Puerto Rico is ...
b) a colony?
c)just the home of J-Low and Reggeaton?
While spending time here in the most "Latino" land inside the jurisdiction of the United States, the one of the topics that gets a strong reaction from people is, "Statehood or Independence?"
While to an outsider, like myself, the answer to that question to lays in the semantics and subtle nuances of English. Even Obama has said that the definition of this island and its role in relation to the United States needs to be clarified and defined.
So should it become a state-- In which it would be the state with the 3rd highest recipients of WIC. It would also be the state that "exports" the highest number of people into the US military.
As a common wealth, they have no need for their own military, but also don't have a vote in Federal elections or in congress. The average Boricua doesn't need to pay federal taxes. and their island offers tourist a trip to Latin America, without having to exchange money, knowing the language and also eases the fear of their American rights being trampled on.
I shouldn't have a vote in this, I don't live here, but I as a American Citizen am affected by what the outcome will be. Do need to pack a passport to visit or can I complain about the high rates of unemployment and it's drain on our bankrupt economy?
This island should have been made into the cultural reception hall for Latin America and the United States. They stand in the liminal space between continents, cultures, and represent the changing world.

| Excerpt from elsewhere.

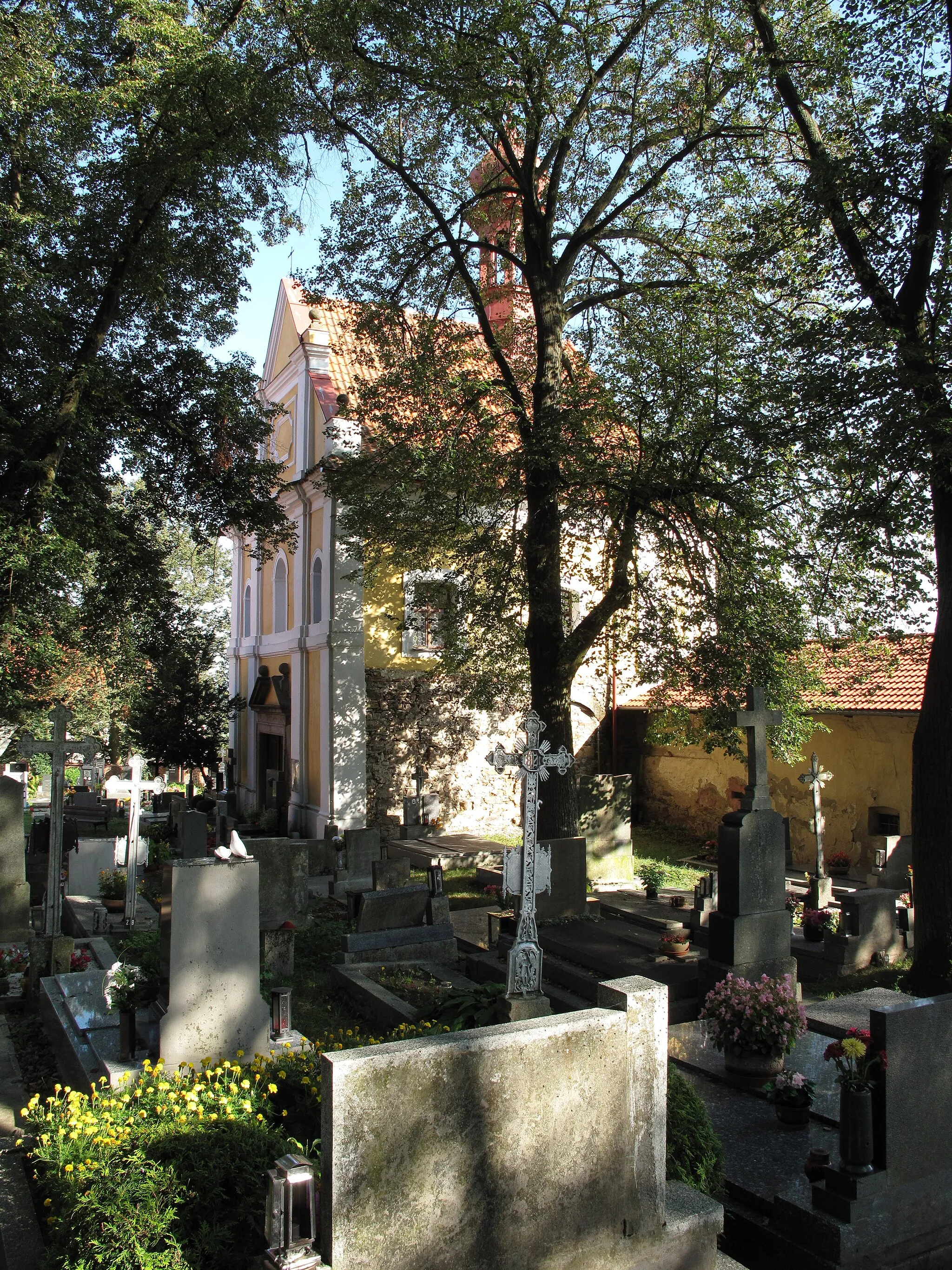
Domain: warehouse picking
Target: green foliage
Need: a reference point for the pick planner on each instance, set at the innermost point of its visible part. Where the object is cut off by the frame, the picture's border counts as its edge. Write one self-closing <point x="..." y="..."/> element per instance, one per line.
<point x="695" y="1151"/>
<point x="470" y="1008"/>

The indigenous people are gone from this island, pushed to extinction by slavery, disease and the exploitation that capitalism brings. Yet, they are still here in the hybrid Boricua--a mixture of Latino, Africano, Gringo and with sprinklings of other people. They are the new world. Not defined, by family heritage lineage, but their history it simply gives them shapes, colors and ryhtims that have come to repersent these people.
It's a new world, very few people are "pure" anything anymore. Socially liberal and fiscally conservative. Second generation Mexican-American Chicano. A Mac with Windows installed.
We are all this mixture or ideas, and philosophies that have crossed oceans, and barriers man made and natural. We all fight to not be defined by our past, and we don't need to hide from it, but should use it as a internal road map to tell us not where we are going, but where we have started our individual and communal journeys.
I am not Puerto Rican. I don't live here. I should not have much say in what is decided for this common wealth, but what is decided for this island does give insight to myself.
Do I need to stand alone? Do I need someone to look out for me? I'm not sure, and perhaps with sometime and reflection, I take a stand and leave this liminal transitional space and find that nothing changes or everything changes. Until then I still have bad J-Low movies and Pitbull's- "I know you want me (Calle Ocho)"!